Righting the Peloton (Or Is that Water Streaming in?)

The captain of the SS Californian became infamous for not coming to the aid of the sinking Titanic. It seems he misread the big ship’s cries for help. Now, the once-mighty Peloton is in distress, and its new captain is making all the wrong moves to save it.

Carey Smith | Founding Contrarian

Alas, poor Peloton, we knew you, back when you were the darling of the pandemic and could seemingly do no wrong. In those halcyon days, we purchased a couple of your products and were quite pleased with your service.

But then came the tragic death of a toddler caught beneath your treadmill. Then, the untimely death of one Mr. Big, who collapsed shortly after stepping off a Peloton in a “Sex and the City” sequel, which didn’t help matters. Your brand lost its luster, and as people have increasingly returned to the gym to exercise, your sales have plummeted and your share price has tanked by as much as 95%.

And now, you’ve brought onboard a CEO who interprets the company’s $2.8 billion annual loss and other negative indicators as “significant progress driving our comeback and Peloton’s long-term resilience.” Sounds a bit like old Stanley Lord, the captain of the nearby Californian who misinterpreted the Titanic’s distress flares as “company rockets” greeting a sister ship and went back to sleep.

This CEO, Barry McCarthy, likened Peloton in his recent shareholder letter to a giant cargo ship that can’t change course quickly. He previously worked as a number-crunching CFO at Netflix and Spotify, so of course he has exactly the kind of experience needed to guide a brand-building manufacturer of products that require nuts and bolts. Nuts!

The steps outlined in that letter sound like a “greatest hits” of shortsighted business mistakes: How to Turn a Great Brand into a Common Commodity in Five Easy Moves.

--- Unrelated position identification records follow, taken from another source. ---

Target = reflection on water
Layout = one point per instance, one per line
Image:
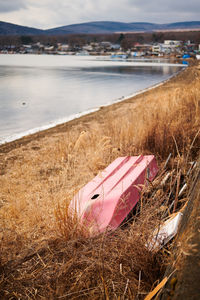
(37, 90)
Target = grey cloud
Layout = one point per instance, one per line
(54, 13)
(166, 6)
(11, 5)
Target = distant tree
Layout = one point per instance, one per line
(157, 37)
(26, 39)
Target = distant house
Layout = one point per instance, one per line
(63, 47)
(172, 43)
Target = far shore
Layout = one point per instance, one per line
(84, 117)
(46, 252)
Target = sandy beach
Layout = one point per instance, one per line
(40, 173)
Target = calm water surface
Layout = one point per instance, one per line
(39, 91)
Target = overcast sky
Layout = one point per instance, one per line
(47, 14)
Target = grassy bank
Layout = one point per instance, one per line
(44, 253)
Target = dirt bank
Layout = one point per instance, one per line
(43, 252)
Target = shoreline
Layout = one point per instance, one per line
(21, 138)
(40, 174)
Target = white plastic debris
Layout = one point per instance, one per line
(165, 232)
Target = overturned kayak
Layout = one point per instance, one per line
(105, 201)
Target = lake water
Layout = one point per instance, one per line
(40, 91)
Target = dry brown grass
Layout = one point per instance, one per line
(44, 251)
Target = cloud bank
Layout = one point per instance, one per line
(50, 13)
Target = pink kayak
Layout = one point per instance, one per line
(105, 201)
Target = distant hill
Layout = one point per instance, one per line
(111, 27)
(96, 28)
(12, 29)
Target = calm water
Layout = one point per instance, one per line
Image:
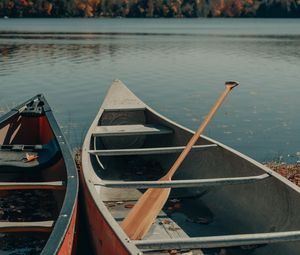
(176, 66)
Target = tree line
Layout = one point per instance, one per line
(150, 8)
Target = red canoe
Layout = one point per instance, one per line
(38, 183)
(221, 202)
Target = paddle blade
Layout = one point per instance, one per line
(140, 218)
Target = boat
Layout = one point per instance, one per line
(38, 183)
(221, 202)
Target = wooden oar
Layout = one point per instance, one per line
(139, 220)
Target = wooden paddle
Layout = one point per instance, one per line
(140, 218)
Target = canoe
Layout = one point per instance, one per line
(38, 183)
(221, 202)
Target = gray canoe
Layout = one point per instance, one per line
(222, 202)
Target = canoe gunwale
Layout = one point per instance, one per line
(68, 208)
(92, 180)
(183, 183)
(219, 241)
(62, 222)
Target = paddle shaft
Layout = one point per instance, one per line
(140, 218)
(191, 143)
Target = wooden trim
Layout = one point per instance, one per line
(38, 226)
(146, 151)
(125, 130)
(58, 185)
(183, 183)
(219, 241)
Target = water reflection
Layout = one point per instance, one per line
(178, 73)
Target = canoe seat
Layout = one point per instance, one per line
(39, 226)
(13, 157)
(148, 151)
(123, 130)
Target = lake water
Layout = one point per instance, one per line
(176, 66)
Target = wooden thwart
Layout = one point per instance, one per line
(38, 226)
(147, 151)
(125, 130)
(140, 218)
(183, 183)
(58, 185)
(219, 241)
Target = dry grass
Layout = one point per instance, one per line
(289, 171)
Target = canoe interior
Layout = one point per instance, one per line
(25, 201)
(269, 205)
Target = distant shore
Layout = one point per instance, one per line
(150, 8)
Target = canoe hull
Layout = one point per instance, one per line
(104, 239)
(70, 241)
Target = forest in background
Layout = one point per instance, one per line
(150, 8)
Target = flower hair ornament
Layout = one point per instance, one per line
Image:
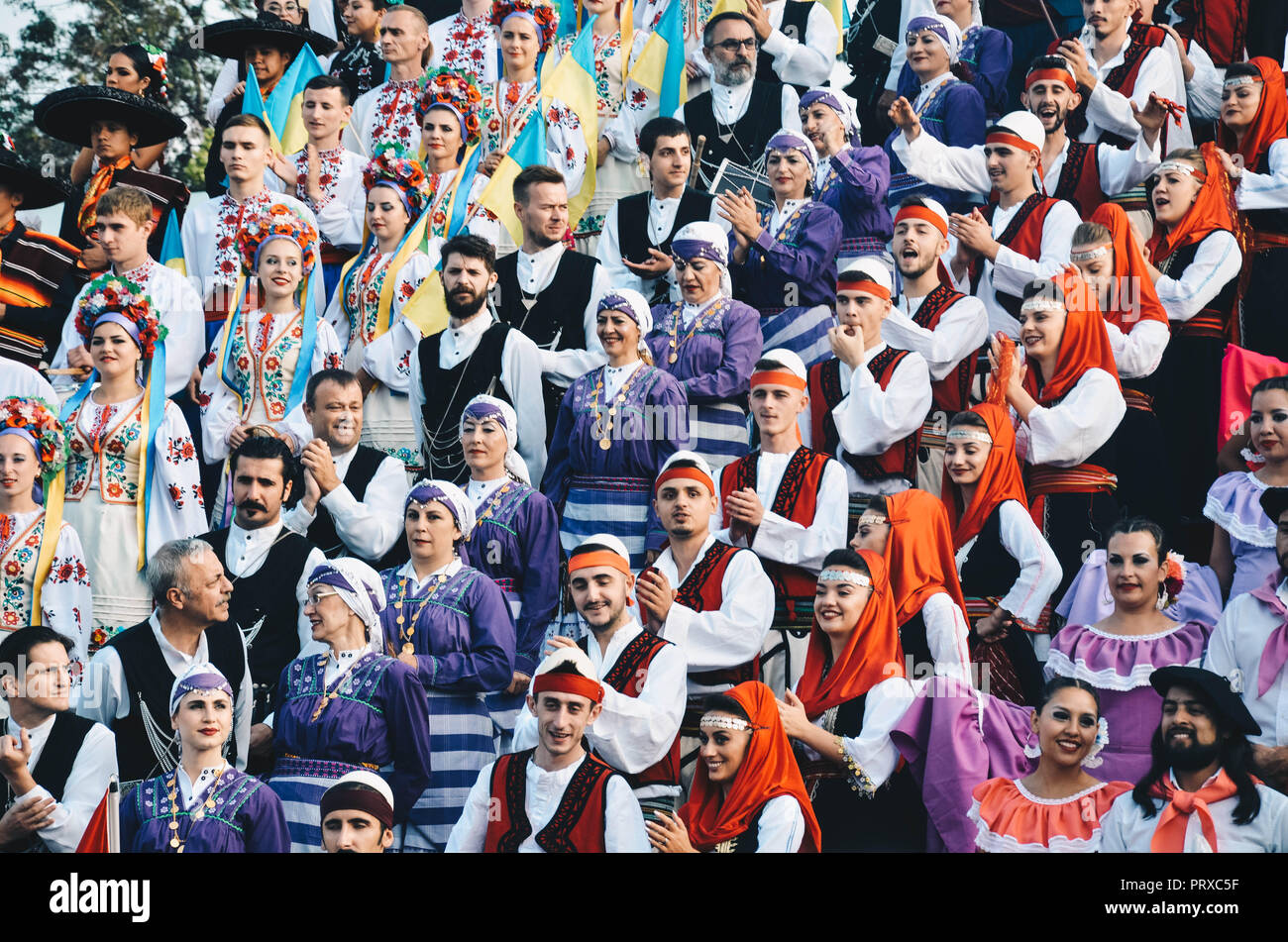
(545, 18)
(446, 87)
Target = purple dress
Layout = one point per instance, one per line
(1119, 667)
(610, 489)
(1234, 504)
(715, 356)
(463, 635)
(376, 721)
(246, 817)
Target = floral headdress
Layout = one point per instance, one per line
(456, 90)
(35, 421)
(278, 222)
(394, 164)
(545, 18)
(111, 297)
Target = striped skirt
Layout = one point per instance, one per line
(617, 506)
(460, 744)
(300, 783)
(800, 330)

1. Sell through Amazon. That’s a great idea. Send customers to a website where they’ll see your competitors selling similar equipment at vastly lower prices. And for that opportunity, Amazon will charge at least 15% of your revenue if not more.

2. Set your sights on more price-conscious customers by offering unassembled equipment at reduced prices. Again, awesome plan. Let customers bungle the assembly and potentially damage the equipment, and then they’ll write all about it online. With any luck, no one’s child will be injured.

3. Double-down on subscriptions. Yep, the timing couldn’t be better for this. Just when virtually everybody is suffering from subscription fatigue, you offer more options, because, “You never know which initiative is going to get us where we want to go, but I am confident of the cumulative effect,” McCarthy said.

4. Conduct sweeping layoffs. Because letting go of more than 3,000 employees within a few months — around one-third of the company’s workers — is bound to boost company morale and improve customer service.

5. Outsource manufacturing. Forget about that planned plant in Ohio. Forget about using your own facility in Taiwan. Forget about quality control, too, when you stop manufacturing your own equipment and rely exclusively on contract manufacturers. Great job, Peloton!

And good luck, McCarthy! As some Peloton instructors like to say, “Inhale confidence, exhale doubt,” as you try to right your vessel. But don’t be surprised if eventually you, too, need to flee the sinking ship. Because with the steps you’re taking, it won’t be long.